SOLORI’s Take: While the September timing of the release might imply a G6 with AMD’s SR5690 and IOMMU, we’re doubtful that the timing is anything but a coincidence: even though such a pairing would enable PCIe 2.0 and highly effective 10Gbps solutions. The modular design of the DL785 series – with its ability to scale from 4P to 8P in the same system – mitigates the economic realities of the dwindling 8P segment, and HP has delivered the pinnacle of performance for this technology.

We are also impressed with HP’s performance team and their ability to scale Shanghai to Istanbul with relative efficiency. Moving from DL785 G5 quad-core to DL785 G6 six-core was an almost perfect linear increase in capacity (95% of theoretical increase from 32-core to 48-core) while performance-per-tile increased by 6%. This further demonstrates the “home run” AMD has hit with Istanbul and underscores the excellent value proposition of Socket-F systems over the last several years.
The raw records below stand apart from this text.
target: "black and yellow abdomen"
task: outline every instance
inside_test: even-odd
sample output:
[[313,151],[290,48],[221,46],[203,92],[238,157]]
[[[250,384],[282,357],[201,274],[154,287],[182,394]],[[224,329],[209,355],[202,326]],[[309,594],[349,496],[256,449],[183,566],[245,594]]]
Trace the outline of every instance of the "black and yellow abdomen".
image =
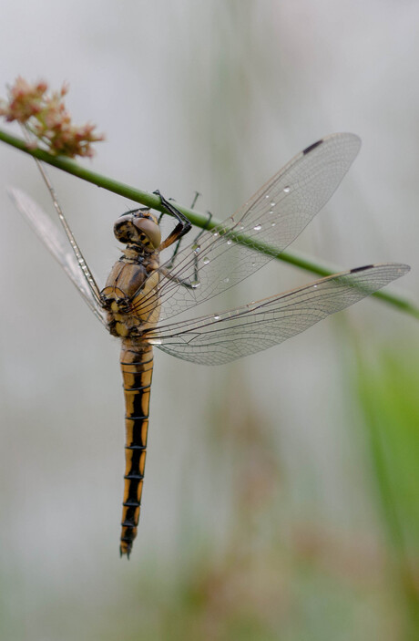
[[129,556],[132,542],[137,536],[146,464],[148,408],[153,375],[151,346],[141,346],[124,340],[121,350],[121,370],[126,406],[126,469],[120,552],[121,554]]
[[158,284],[158,266],[154,255],[143,256],[141,261],[122,257],[102,290],[109,331],[122,339],[126,469],[120,553],[128,556],[137,536],[146,464],[153,351],[143,334],[158,320],[159,305],[153,296]]

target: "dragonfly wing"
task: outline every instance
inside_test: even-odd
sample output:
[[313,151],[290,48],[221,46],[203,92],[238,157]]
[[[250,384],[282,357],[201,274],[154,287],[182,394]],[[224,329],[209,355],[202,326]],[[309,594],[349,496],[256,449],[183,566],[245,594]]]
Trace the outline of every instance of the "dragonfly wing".
[[[160,317],[173,318],[256,272],[292,243],[327,202],[360,146],[354,134],[337,133],[295,156],[222,229],[203,232],[197,243],[179,252],[173,265],[162,265],[159,284],[149,293],[150,306],[158,298]],[[250,245],[237,243],[240,235],[250,239]],[[275,254],[255,252],[252,240],[273,246]],[[185,281],[193,286],[182,286]]]
[[394,263],[358,267],[230,312],[158,327],[150,342],[178,358],[221,365],[303,332],[409,269]]
[[67,276],[78,289],[92,312],[106,326],[105,312],[95,301],[64,233],[25,191],[16,188],[10,188],[8,193],[37,237],[60,264]]

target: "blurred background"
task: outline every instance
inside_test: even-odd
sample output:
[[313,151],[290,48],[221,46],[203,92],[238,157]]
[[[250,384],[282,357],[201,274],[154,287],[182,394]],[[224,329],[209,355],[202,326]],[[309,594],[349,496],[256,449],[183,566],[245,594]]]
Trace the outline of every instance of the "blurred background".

Unfortunately, while they demonstrate a 91% scaling efficiency from 12-core to 24-core, HP and Istanbul have only achieved a 75% incremental scaling efficiency from 24-cores to 48-cores. When looking at tile-per-core scaling using the 8-core, 2P system as a baseline (1:1 tile-to-core ratio), 2P, 4P and 8P Istanbul deliver 91%, 83% and 62.5% efficiencies overall, respectively. However, compared to the %58 and 50% tile-to-core efficiencies of Dunnington 4P and 8P, respectively, Istanbul clearly dominates the 4P and 8P performance and price-performance landscape in 2009.

In today’s age of virtualization-driven scale-out, SOLORI’s calculus indicates that multi-socket solutions that deliver a tile-to-core ratio of less than 75% will not succeed (economically) in the virtualization use case in 2010, regardless of socket count. That said – even at a 2:3 tile-to-core ratio – the 8P, 48-core Istanbul will likely reign supreme as the VMmark heavy-weight champion of 2009.

SOLORI’s 2nd Take: HP and AMD’s achievements with this Istanbul system should be recognized before we usher-in the next wave of technology like Magny-Cours and Socket G34. While the DL785 G6 is not a game changer, its footnote in computing history may well be as a preview of what we can expect to see out of Magny-Cours in 2H/2010. If 12-core, 4P system price shrinks with the socket count we could be looking at a $150/VM price-point for a 4P system: now that would be a serious game changer.